Taxe sur les holdings patrimoniales : pourquoi des familles ordinaires se retrouvent dans le viseur de Bercy

Du jour au lendemain, de nombreuses familles françaises découvrent que leurs efforts pour protéger et transmettre un patrimoine peuvent se retourner contre elles. La cible ? Les holdings patrimoniales, longtemps perçues comme des outils prudents de gestion familiale. Mais aujourd’hui, elles sont dans le viseur de Bercy. Pourquoi cette brusque remise en cause fiscale, et qui sont vraiment les ménages concernés ?

Qu’est-ce qu’une holding patrimoniale, et pourquoi en créer une ?

Une holding patrimoniale est une société qui détient des participations dans d’autres entreprises ou biens. En langage simple, c’est une « boîte » dans laquelle une famille place des parts d’immeubles, d’entreprises, ou des titres, afin de mieux gérer ou transmettre son patrimoine.

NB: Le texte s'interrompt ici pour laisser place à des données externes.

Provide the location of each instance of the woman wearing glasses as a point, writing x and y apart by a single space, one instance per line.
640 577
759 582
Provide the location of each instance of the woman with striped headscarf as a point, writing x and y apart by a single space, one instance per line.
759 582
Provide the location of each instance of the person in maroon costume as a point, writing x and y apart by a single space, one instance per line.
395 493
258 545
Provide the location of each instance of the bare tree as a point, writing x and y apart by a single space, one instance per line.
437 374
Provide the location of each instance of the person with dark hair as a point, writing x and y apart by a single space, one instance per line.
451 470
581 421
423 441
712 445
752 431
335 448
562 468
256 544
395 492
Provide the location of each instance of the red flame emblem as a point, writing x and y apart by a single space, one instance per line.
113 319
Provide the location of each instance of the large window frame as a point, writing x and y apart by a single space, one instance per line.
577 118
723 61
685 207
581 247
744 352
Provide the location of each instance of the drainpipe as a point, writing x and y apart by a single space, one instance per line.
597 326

Ces structures n’ont rien d’illégal. Elles sont souvent créées sur les conseils d’un notaire ou d’un banquier pour :

  • Éviter les conflits familiaux lors d’une succession
  • Transmettre plus facilement une entreprise ou un bien immobilier
  • Optimiser fiscalement les revenus tirés des placements

Jusqu’ici, ces montages étaient encouragés à travers des dispositifs comme le pacte Dutreil, permettant des exonérations fiscales lors d’une transmission familiale d’entreprise. Mais cette époque semble révolue.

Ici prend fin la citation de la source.